Y así llegamos al 15 de junio de 1971, cuando el dictador designó al infante Juan Carlos príncipe sustituto interino; que una se pregunta… y eso ¿qué demonios es? Pues una cosa que se inventa un dictador en una dictadura, y ya sabemos lo que es una dictadura gracias al escritor Enrique Jardiel Poncela: un sistema de gobierno en el que lo que no está prohibido, es obligatorio. Príncipe sustituto interino significaba que Juan Carlos sería el suplente del dictador si el dictador tuviera que ausentarse o se sintiera indispuesto, pero de forma interina. O sea, para ponerle y quitarle cuando le viniera bien a Franco. Le hizo un contrato por horas a la espera de decidir si le hacía fijo.
En su papel de rey bastardo, ilegítimo, contrario a sus propias leyes dinásticas e igualmente contrario a las normas democráticas, ha continuado Juan Carlos hasta el mismo día de su abdicación como consecuencia de sus desmanes.
Y como Juan Carlos fue un infante agradecido al criminal que tantas desgracias trajo a este país, tres días después del feliz acontecimiento de la muerte de Franco fue proclamado rey bastardo de España en las Cortes. Su padre, desde París, le envió un entusiasta telegrama que rebosaba emoción y amor paterno: “Que dios te bendiga y buena suerte. Abrazos. Padre”. Vamos, para que se te salten las lágrimas.

Y en su papel de rey bastardo, ilegítimo, contrario a sus propias leyes dinásticas e igualmente contrario a las normas democráticas, ha continuado Juan Carlos hasta el mismo día de su abdicación como consecuencia de sus desmanes.
Ni siquiera recuperó la legitimidad Juan Carlos cuando, el 14 de mayo de 1977, Juan cedió los derechos dinásticos a su hijo con una pinza en la nariz diciendo aquello de “¡Majestad! ¡Por España! ¡Todo por España! ¡Viva el Rey! ¡Viva España!”. Solo entonces, en noviembre de aquel mismo año, se llevaron al nene Felipe a Covadonga para, delante de una muñeca, proclamarlo Príncipe de Asturias. Un príncipe también bastardo puesto que todo venía de una abdicación de derechos dinásticos forzada.
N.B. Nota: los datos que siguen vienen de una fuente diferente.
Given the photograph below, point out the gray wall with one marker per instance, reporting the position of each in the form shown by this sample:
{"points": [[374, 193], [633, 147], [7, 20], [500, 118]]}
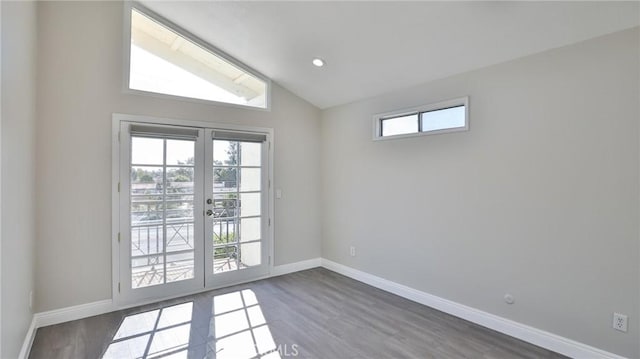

Es un insulto a este país aconfesional que los borbones continúen validando sus prerrogativas delante de unos símbolos que solo les incumben a ellos y a los clientes de una secta católica con la que ya no comulga ni un cuarto de los españoles.
Todo se había hecho de manera fullera, irregular, saltándose normas, apañando nombramientos, inventando títulos, saltándose los tiempos, alterando sucesiones…
A Juan Carlos le inventó el dictador el título de Príncipe de España, pasó luego a ser rey ilícito mientras aún existía el legítimo Príncipe de Asturias, y Felipe, pese a sus paripés católico-festivos delante de la inventada Covadonga nunca ha pasado de ser el hijo de un simple infante que se encajó en el trono de rebote.
Y, en fin, así se instauró la dinastía Franco. No hubo restauración.
Seguiremos esperando el día de poder votar para deshacernos de esta estirpe indigna que nos instaló un dictador sanguinario hace 50 años.